Go to Start/Run , then type in MSCONFIG , then click on OK.
In that window, click on the StartUp tab.
Look over to the left hand side to see all the programs starting up when you boot up. You can scroll down to see the remaining ones.

You can Left click on any checkmark (to uncheck it) by something you don't recognize. For example, one of the Spyware programs shows "Load32".

After unchecking an item, click on Apply then OK, and re-boot.
If you have disabled something you need, you can always go back and re-check it.
Best wishes,
fredg

fredg, tried that and we'll see if it works.

Looks like turning it off in msconfig worked. Thanks, all!

I didn't notice it mentioned, so are you using a pop up blocker? Adware and virus protection won't stop all popups.

It was mentioned that she used IE and Firefox, don't know about IE or not if she has the Google toolbar, but Firefox will block them.

Yes, I have a popup blocker on both Firefox and IE. I know all popups can't be blocked, but at least the random ones that come up even when I don't have any browser open have stopped, not to mention the ones that were on IE windows, but I was only on Firefox.

Hi,
Here is a link about Deal Helper.

http://forum.us.dell.com/supportforums/board/message?board.id=si_virus&message.id=36114

It is a very long process to get rid of it.
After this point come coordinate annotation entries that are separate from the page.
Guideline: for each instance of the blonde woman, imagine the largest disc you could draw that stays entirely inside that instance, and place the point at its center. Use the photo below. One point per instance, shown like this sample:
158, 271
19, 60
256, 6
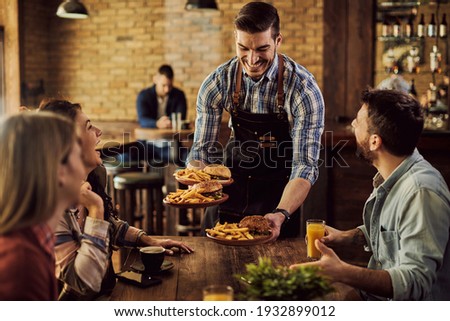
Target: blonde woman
39, 179
86, 237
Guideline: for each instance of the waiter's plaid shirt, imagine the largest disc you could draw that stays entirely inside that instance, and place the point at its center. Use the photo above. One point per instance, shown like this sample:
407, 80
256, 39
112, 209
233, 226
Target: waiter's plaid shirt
303, 103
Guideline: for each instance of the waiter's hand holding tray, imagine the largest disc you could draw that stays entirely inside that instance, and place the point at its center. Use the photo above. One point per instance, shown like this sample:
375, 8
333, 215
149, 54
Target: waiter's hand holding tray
203, 194
251, 230
191, 176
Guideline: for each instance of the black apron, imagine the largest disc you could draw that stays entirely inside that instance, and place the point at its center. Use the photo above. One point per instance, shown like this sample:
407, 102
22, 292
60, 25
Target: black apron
259, 155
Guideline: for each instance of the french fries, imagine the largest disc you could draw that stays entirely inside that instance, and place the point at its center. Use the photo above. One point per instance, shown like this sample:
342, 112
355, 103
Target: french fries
192, 174
230, 231
187, 196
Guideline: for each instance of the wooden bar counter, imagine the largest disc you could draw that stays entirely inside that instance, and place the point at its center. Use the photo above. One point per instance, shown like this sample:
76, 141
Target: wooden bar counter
213, 263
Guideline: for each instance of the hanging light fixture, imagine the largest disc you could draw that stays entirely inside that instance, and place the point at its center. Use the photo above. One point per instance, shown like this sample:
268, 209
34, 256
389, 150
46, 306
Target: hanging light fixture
201, 4
72, 9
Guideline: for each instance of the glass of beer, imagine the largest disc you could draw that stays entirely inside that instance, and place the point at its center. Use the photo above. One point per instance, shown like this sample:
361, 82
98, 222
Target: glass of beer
218, 292
315, 229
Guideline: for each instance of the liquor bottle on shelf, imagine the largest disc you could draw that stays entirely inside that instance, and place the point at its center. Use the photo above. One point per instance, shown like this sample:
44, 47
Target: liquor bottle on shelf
443, 27
413, 60
432, 95
412, 89
435, 60
409, 29
432, 27
421, 27
386, 28
397, 28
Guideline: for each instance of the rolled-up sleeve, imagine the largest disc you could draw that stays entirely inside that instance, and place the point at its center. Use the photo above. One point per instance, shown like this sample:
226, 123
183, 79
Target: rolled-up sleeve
82, 264
308, 123
207, 124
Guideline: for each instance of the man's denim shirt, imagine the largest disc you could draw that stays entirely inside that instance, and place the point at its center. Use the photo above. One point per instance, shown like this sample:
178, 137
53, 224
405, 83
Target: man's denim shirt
406, 225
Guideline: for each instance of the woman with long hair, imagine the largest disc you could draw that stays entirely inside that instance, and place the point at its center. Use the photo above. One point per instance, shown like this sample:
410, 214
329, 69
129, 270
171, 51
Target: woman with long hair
39, 179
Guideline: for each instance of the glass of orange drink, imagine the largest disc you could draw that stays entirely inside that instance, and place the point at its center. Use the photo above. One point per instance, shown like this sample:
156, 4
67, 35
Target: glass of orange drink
315, 229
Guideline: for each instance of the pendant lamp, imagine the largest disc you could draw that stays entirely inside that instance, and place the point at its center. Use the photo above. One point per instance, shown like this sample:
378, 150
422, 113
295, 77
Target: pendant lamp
72, 9
201, 4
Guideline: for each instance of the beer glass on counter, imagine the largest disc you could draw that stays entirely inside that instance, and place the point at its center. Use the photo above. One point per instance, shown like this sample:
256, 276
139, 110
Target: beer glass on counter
315, 229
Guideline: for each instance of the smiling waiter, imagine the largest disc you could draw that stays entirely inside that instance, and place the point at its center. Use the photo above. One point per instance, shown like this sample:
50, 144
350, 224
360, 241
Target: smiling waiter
277, 115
You might try downloading/installing Microsoft's Anti-Spyware program, available from Windows Update. or http://www.microsoft.com

Best of luck,
fredg

Actually, apparently it's not deal helper, because that stopped showing up on adaware just a day or two after I posted the problem.

You may also try the 7 day free trial of "Adware Away". This program solves a variety of spyware issues with a single program rather than using several others.
You can just Google the name to find the download site.